ANDOVER - Nick Such, senior running back and linebacker for the Pymatuning Valley Lakers, stepped up last year when his team lost their tailback for the season. Because of that unfortunate event, he now has the experience and the skills to take on the 2014 season in full force and his coaches are ready to watch him play.
"Our main guy is Nick Such," coach Neal Croston said. "He's our strongest, probably fastest guy. He's 195 pounds. Strong kid. He benches 325 and squats 450. He's your ultimate back, he can do everything. He can run, block, catch out of the back field. Last year, he came on after Week 3 when we lost our tailback for the year. So he basically started the last seven games for us on offense. He's a good back, he knows what he's doing."
Such and some of his teammates have been working to improve for this year since the conclusion of last season. Their 28-21 win over Chalker in Week 10, almost eliminating the Wildcats from the playoffs, is the momentum that they want to continue into this season.
"Our whole team has gotten a lot bigger and a lot stronger," Such said. "We have been in the weight room all summer. Actually, some of us started the week after the last game from last year. I think that we will be more successful this season. I think our line is getting better and our communication is getting better. We are trying not to be in such a hurry to get the ball and hurry up and hand the ball off. We are trying to get our drives more down pat and slow it down so that even when we have to go fast, we'll do well."
Such also thinks that he has improved from last year in specific areas.
"I think I improved on my strength," Such said. "I think I have also improved on my running, more or less. I thought I was going to be slow once I got back on the field but I feel like I am faster than I was last year."
In 2013, the Lakers went 5-5. According to Such, the game that they struggled with the most last season was during Week 4.
"Compared to last year, I think Edgewood will be the hardest game," Such said. "They were fast and we got overpowered by them really."

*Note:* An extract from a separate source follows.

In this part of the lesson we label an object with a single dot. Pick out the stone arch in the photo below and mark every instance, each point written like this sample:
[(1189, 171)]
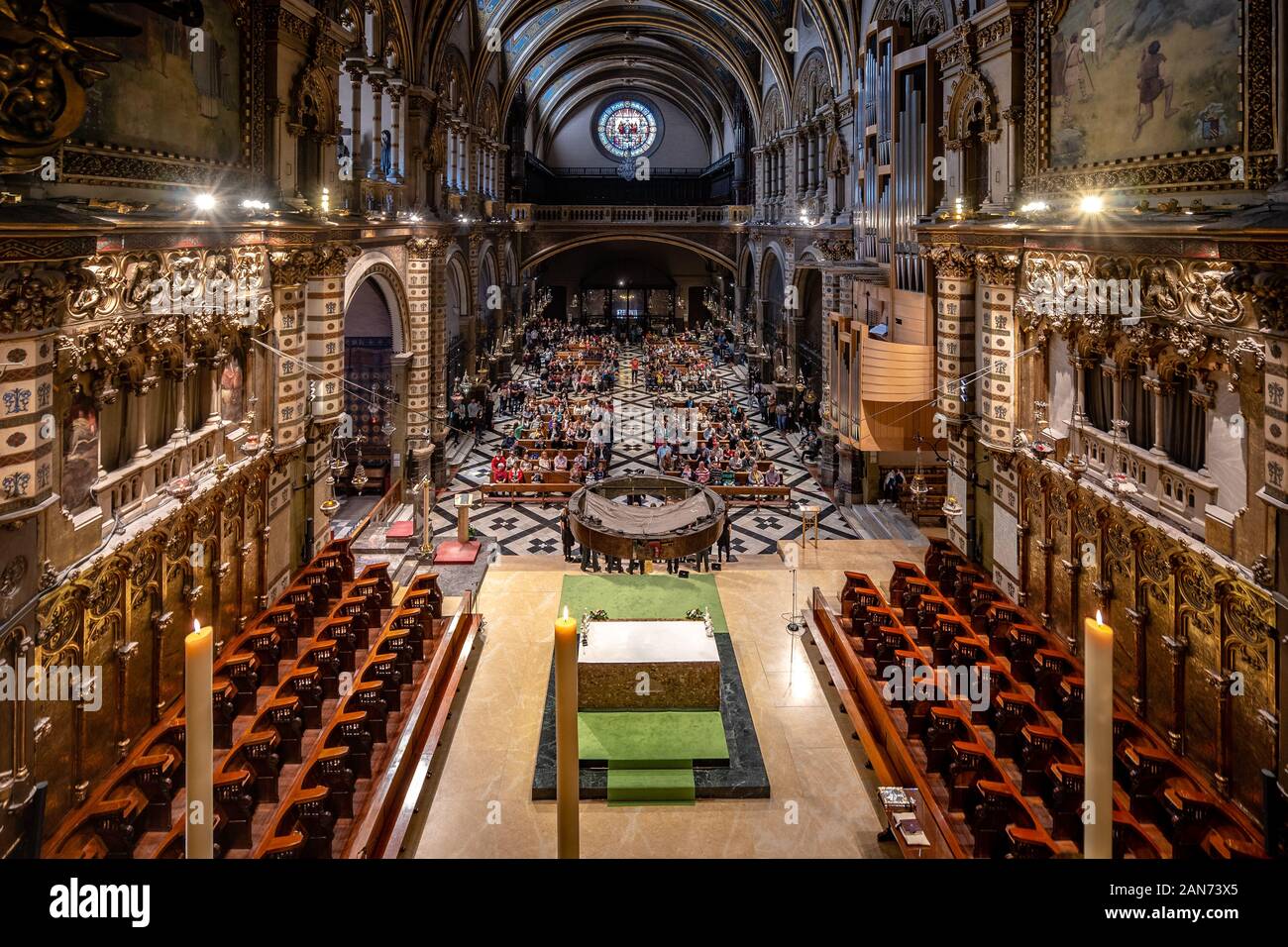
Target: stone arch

His coaches brag about his work ethic and how he impacts the rest of the team as a result.
"He's motivated. He's a hard working kid," Croston said. "He comes from a farm and works for his dad. Right now, while we are doing two-a-days, he comes before practice and he works on his own. He'll stay after practice and lift. He works with our young guys. He's just the ultimate team player. He happens to be probably our best player. It helps when your best player sets an example like he does on the field and off the field. The younger guys in middle school and high school all look up to him and know his name. He's got a big target on his back when it comes to our conference schedule."